De vermindering leidt niet tot een coëfficiënt die lager is dan 0,8606735. Na toepassing van deze afwijking wordt een kwart van de resulterende vermindering van de op de NCB’s van toepassing zijnde compenserende bedragen („C”) in het jaar waarin naar de chartale euro wordt omgeschakeld, toegevoegd aan de compenserende bedragen van elke NCB die op grond van het eerste lid van artikel 4 van toepassing zijn in het tweede tot en met vijfde jaar volgende op het jaar waarin naar de chartale euro wordt omgeschakeld.

B.   Tweede mogelijke aanpassing

Indien de NCB's waarvoor het in het eerste lid van artikel 4 bedoelde compenserende bedrag positief is, netto vergoeding betalen op tegoeden binnen het Eurosysteem betreffende bankbiljetten in omloop, zodat dit bij toevoeging aan de post „netto baten van het poolen van monetaire inkomsten” in hun winst- en verliesrekening aan het eind van het jaar resulteert in een netto last, wordt de coëfficiënt „S” die overeenkomstig het eerste lid van artikel 4 van toepassing is in het jaar waarin naar de chartale euro wordt omgeschakeld, verlaagd voorzover nodig is om deze situatie te voorkomen.

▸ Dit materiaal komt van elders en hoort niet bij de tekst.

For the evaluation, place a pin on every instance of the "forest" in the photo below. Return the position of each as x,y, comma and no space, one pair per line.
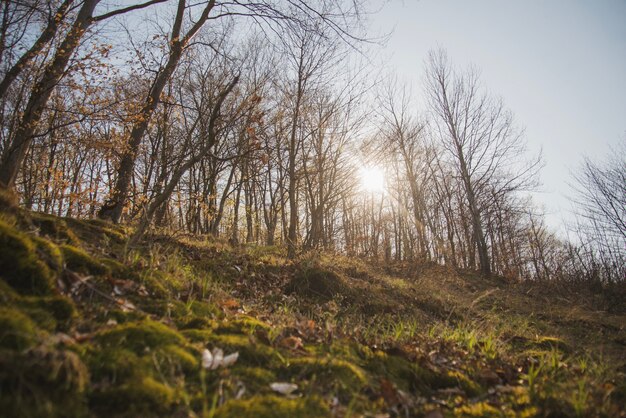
259,146
190,121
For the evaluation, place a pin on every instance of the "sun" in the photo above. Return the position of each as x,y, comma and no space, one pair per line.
372,179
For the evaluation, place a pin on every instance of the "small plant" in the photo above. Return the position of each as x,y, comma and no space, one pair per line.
580,398
532,377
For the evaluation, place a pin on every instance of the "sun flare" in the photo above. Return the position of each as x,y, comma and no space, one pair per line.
372,179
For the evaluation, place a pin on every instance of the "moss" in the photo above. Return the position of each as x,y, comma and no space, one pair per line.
242,325
179,358
97,231
198,323
470,387
20,265
49,253
197,335
119,270
113,365
403,373
203,309
7,293
327,371
317,283
78,260
60,308
250,351
550,343
480,409
43,382
274,407
17,331
140,336
255,378
55,228
141,397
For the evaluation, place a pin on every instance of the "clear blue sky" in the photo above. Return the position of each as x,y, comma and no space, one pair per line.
559,65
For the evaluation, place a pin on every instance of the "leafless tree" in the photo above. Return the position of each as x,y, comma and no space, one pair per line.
478,134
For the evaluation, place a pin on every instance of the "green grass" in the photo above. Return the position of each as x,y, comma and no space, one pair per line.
356,338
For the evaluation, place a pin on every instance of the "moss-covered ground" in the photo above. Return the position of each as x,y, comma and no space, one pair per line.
91,327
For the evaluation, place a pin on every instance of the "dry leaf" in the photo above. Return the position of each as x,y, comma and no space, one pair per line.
284,387
216,359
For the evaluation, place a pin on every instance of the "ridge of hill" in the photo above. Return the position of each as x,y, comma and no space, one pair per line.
91,327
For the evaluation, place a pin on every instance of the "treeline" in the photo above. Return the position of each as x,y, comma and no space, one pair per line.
252,120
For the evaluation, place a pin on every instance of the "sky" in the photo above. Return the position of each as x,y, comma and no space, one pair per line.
559,65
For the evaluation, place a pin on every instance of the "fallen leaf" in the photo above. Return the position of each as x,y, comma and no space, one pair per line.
230,359
292,343
216,359
284,388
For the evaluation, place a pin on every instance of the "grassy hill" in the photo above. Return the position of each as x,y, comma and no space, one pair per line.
90,327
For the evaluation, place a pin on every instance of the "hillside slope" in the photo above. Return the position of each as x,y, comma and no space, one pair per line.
90,327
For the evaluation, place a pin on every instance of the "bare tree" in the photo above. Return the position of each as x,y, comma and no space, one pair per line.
601,210
478,134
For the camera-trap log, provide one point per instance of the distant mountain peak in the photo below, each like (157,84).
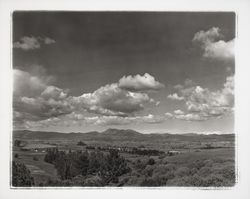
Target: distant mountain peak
(121,132)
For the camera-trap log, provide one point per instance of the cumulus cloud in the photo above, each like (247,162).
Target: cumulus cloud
(213,46)
(117,120)
(36,100)
(175,97)
(48,40)
(139,83)
(31,43)
(112,100)
(203,104)
(178,112)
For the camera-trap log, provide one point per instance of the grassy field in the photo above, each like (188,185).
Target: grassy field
(199,163)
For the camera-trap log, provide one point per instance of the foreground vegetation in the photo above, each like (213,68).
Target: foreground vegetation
(192,160)
(96,168)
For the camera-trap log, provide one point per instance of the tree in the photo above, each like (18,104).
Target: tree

De vermindering leidt niet tot een coëfficiënt die lager is dan 0,8606735. Na toepassing van deze afwijking wordt een kwart van de resulterende vermindering van de op de NCB’s van toepassing zijnde compenserende bedragen („C”) in het jaar waarin naar de chartale euro wordt omgeschakeld, toegevoegd aan de compenserende bedragen van elke NCB die op grond van het eerste lid van artikel 4 van toepassing zijn in het tweede tot en met vijfde jaar volgende op het jaar waarin naar de chartale euro wordt omgeschakeld.”